Scoring Your Credit
Choosing a lender isn't the first step in becoming a homeowner. The quality of your wallet begins the home buying process. Without a reasonable FICO score, purchasing a house is harder and, you could end up renting longer than you expected in Naples, Florida until your FICO score is acceptable.
The Fair Isaac Company calculates your FICO score on the summary of your total credit history. Most people usually have a score of 600, but scores range from 300 to 850. With the change in the economy, however, some people have seen their score drop dramatically as a result of job loss, delinquent credit card accounts, or credit card accounts terminated because the card didn't carry a high balance. Some of the factors in calculating your FICO score are:
- Payment History — How many months do you make late payments?
- Credit to Debt Ratio — How much do you owe versus your available credit?
- Credit Inquiries — Do you have too many open accounts?
- Types of Credit — Do you have a healthy mix of loans and credit cards?
Lenders want to ensure that allowing you a loan isn't a risk for them. Your credit score gives lenders an insight into what type of borrower you'd be solely because of your credit history. Because of the shift in the economy, most home buyers should have scores in the range of 740 or higher to get a decent interest rate. If your score is less than that, you can still qualify for a loan, but the interest accumulated over time could be more than double that of an individual with a stronger FICO score.

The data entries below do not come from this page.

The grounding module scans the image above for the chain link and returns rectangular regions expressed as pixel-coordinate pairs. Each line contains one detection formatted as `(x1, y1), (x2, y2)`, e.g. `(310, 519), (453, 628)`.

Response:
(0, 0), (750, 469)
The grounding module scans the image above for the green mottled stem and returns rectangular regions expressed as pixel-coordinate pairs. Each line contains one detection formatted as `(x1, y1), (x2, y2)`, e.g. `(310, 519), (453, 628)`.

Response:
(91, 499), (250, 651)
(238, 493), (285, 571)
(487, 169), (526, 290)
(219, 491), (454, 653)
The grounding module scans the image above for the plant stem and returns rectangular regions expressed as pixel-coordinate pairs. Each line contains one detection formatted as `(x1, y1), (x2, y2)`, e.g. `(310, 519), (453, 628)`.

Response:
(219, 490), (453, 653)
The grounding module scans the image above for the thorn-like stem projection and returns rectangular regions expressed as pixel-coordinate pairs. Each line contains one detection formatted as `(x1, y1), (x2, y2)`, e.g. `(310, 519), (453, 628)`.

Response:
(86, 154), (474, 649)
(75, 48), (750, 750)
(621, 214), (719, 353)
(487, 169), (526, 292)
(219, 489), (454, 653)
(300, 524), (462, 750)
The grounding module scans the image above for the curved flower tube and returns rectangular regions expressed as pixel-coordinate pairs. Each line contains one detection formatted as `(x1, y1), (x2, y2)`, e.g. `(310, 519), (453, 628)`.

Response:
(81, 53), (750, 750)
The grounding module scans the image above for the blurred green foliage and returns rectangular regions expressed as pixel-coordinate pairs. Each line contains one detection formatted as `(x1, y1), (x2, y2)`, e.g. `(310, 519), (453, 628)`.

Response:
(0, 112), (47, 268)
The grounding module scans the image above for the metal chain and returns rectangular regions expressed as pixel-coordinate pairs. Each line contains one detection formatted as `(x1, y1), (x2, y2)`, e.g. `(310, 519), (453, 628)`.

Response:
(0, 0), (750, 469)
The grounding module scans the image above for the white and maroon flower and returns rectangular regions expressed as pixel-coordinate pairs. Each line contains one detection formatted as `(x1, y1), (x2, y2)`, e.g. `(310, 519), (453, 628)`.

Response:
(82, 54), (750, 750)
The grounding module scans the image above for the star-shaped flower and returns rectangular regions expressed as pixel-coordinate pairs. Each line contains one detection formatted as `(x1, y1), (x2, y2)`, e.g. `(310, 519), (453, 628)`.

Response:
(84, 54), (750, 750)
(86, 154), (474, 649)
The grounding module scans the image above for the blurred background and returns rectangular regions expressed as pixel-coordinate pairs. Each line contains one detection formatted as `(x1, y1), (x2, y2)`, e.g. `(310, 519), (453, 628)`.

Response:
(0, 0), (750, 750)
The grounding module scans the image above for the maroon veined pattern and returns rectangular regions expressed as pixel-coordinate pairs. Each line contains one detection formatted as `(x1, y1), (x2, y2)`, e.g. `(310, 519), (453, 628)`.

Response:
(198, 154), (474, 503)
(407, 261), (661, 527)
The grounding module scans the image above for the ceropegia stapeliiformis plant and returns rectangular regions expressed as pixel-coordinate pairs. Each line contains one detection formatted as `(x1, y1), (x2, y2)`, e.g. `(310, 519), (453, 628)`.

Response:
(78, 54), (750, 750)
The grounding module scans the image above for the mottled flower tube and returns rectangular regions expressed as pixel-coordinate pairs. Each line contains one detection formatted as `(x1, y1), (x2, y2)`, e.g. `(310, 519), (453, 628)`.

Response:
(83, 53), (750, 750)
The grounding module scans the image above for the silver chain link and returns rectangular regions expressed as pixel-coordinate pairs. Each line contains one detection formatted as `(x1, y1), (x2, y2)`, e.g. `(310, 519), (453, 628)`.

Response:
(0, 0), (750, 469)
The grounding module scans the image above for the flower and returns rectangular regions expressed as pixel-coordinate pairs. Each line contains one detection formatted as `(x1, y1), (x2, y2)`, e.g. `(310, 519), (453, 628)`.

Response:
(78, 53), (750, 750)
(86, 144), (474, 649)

We're used to working with all levels of credit history. Contact us and we can help you get on the right track to the home of your dreams.
There are plans to raise your score. Building your FICO score takes time. It can be rare to make a large-scale change in your credit score with small changes, but your score can improve in a year or two by keeping tabs your credit report and by wisely using credit. The most important thing is to know your FICO score. Here are some methods to improve your credit score:
- Spread your debt around. At first, this doesn't seem like a good idea. But, you don't want to have one card that is maxed out and have the rest of your cards at a zero balance. It's better to have each of your cards at about less than 40% of their credit limit than to have the majority of your debt transferred to one card.
- Apply for gas station cards or store credit. For those who have no credit or below average credit, chain store credit cards and gas credit cards are ways to improve credit, increase your credit limits and stay on top of your payments, which will raise your FICO score. You should always avoid carrying a large balance for more than a couple of billing cycles because these types of cards usually have a higher interest rate.
- Don't let your cards get dusty. Whether you're just getting started with credit, or if you've got older cards, be sure to use your cards so that your accounts maintain an active status. But, be sure to pay them off in no more than two or three payments.
- Keep up with payments. Late payments hurt your credit history. It's one of the reasons people who have recently been unemployed see the biggest dip in their credit score. Yes, it takes longer to rebuild your credit with payment history, but it's the most reliable way to prove that you're able to make payments to a lender.
- Ensure that your credit history is correct. If you find incorrect items on your credit report, contact the bureau requesting that the item be removed. If you have a common name or the same name as a family member, you'll want to pay extra attention to make sure the activity reported is correct.
Knowing the ways you can improve your credit score, you can move toward becoming a homeowner. Know that when you're ready to apply for a loan to purchase a home, you'll want to keep your applications within a two-week window to avoid a negative mark on your credit score. With the help of Metro Properties, shopping for a mortgage can be a stress-free experience so you, too, can achieve home ownership.
Learn more about FICO scores at myFICO.com, Fair Isaac's informational site and review your credit history for free at annualcreditreport.com. And, for a small payment, you can get your FICO score from each bureau on their websites: equifax.com, experian.com and transunion.com.